L’album è il frutto di più di un anno di lavoro effettivo. Aggiungo però che l’album è una trasfigurazione di esperienze che ho vissuto lungo tutta l’infanzia e l’adolescenza, quindi le sue origini profonde vanno molto più indietro.

  1. Oggi, è difficile riuscire a pubblicare un disco?

Posso parlare solo della mia vicenda. Ho scoperto che la composizione è solo una parte del lavoro. Mi sono, infatti, trovato ad affrontare problematiche non strettamente musicali, ad esempio quelle relative alla divulgazione.

  1. Ci sono tra i tuoi lavori alcuni che ti rappresentano maggiormente?

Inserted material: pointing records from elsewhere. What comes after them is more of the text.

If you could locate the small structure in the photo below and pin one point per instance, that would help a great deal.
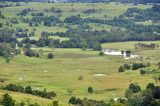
(125, 54)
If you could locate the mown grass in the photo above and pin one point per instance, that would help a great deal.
(64, 70)
(61, 73)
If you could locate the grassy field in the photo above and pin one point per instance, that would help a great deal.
(61, 73)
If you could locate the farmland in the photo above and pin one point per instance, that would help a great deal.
(73, 69)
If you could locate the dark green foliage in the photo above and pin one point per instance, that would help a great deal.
(128, 93)
(7, 100)
(55, 103)
(90, 90)
(142, 72)
(121, 69)
(28, 90)
(127, 66)
(134, 87)
(73, 100)
(145, 46)
(50, 56)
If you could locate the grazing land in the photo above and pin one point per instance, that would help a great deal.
(75, 59)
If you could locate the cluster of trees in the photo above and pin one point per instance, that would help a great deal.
(89, 11)
(86, 102)
(29, 90)
(149, 97)
(146, 46)
(144, 15)
(7, 100)
(2, 5)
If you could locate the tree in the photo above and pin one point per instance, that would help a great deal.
(7, 100)
(128, 53)
(28, 90)
(134, 87)
(127, 66)
(150, 86)
(101, 53)
(80, 78)
(128, 93)
(90, 90)
(50, 56)
(121, 69)
(55, 103)
(73, 100)
(158, 65)
(135, 100)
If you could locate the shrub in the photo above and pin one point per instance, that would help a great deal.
(142, 72)
(80, 78)
(90, 90)
(50, 56)
(150, 86)
(134, 87)
(101, 53)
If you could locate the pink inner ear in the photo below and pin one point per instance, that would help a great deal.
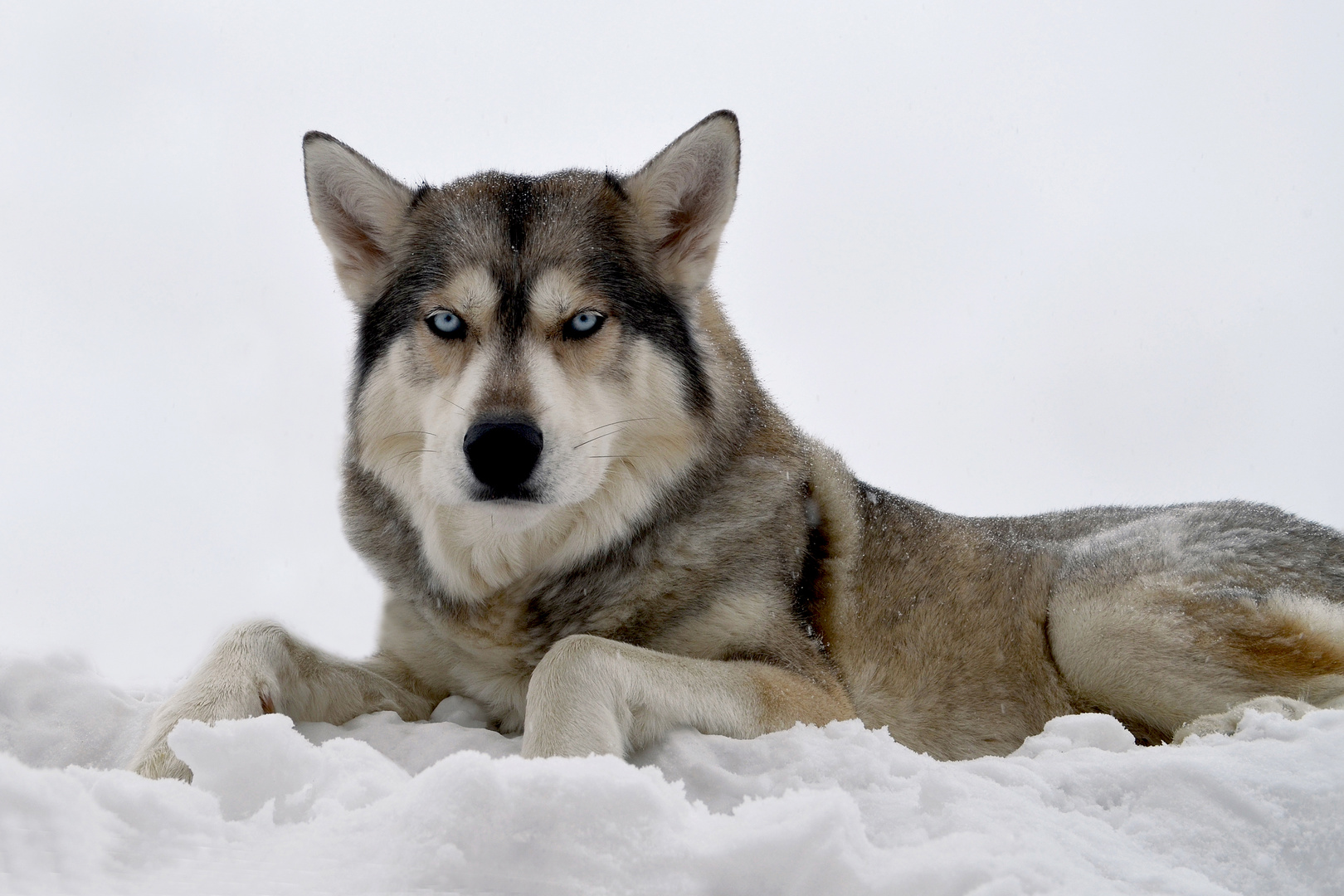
(357, 245)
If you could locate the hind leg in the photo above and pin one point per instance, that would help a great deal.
(1183, 660)
(260, 668)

Sebbene l’intero album prenda spunto da esperienze autobiografiche, scelgo “Lullaby” perché in essa il mio vissuto emerge in modo più netto. Mio nonno, infatti, aveva scritto una ninna nanna quando aveva più o meno la mia età. Così, quando mi sono posto il problema di come aprire l’album, ho pensato di rendergli omaggio, anche perché la ninna nanna mi sembrava il modo migliore per dare l’idea della natura reale e allo stesso tempo immaginaria dell’esperienza raccontata in “Nobody’s Home”.

  1. Quanto c’è di personale nelle tue composizioni?

Tendo a riversare la mia personalità e le mie esperienze nei miei lavori. Naturalmente queste esperienze personali sono solo uno spunto per la mia fantasia.

  1. Sei un artista che scrive molti pezzi oppure fanno fatica a nascere?

Una prima idea del pezzo mi si presenta molto rapidamente. Il lavoro di cesello che conduce dalla prima versione al pezzo definitivo può essere però lungo ed estenuante. Spesso lascio un brano a “maturare” per qualche tempo prima di affrontarlo nuovamente. Questo movimento elastico di allontanamento e riavvicinamento può essere ripetuto più volte, fino a che non sento di aver trovato la versione migliore possibile.

  1. Ci sono degli autori che hanno avuto o che hanno influenza sul tuo modo di scrivere?

Ci sono molte influenze di cui non sono consapevole. Credo che ogni brano che studio, ogni libro che leggo, ogni film che guardo eserciti su di me un’influenza sotterranea. Detto questo, ci sono alcune influenze di cui invece sono assolutamente consapevole. Ad esempio, Bach e Chopin tra i classici; Philip Glass, Max Richter, Ólafur Arnalds, Ludovico Einaudi e Joep Beving tra i viventi.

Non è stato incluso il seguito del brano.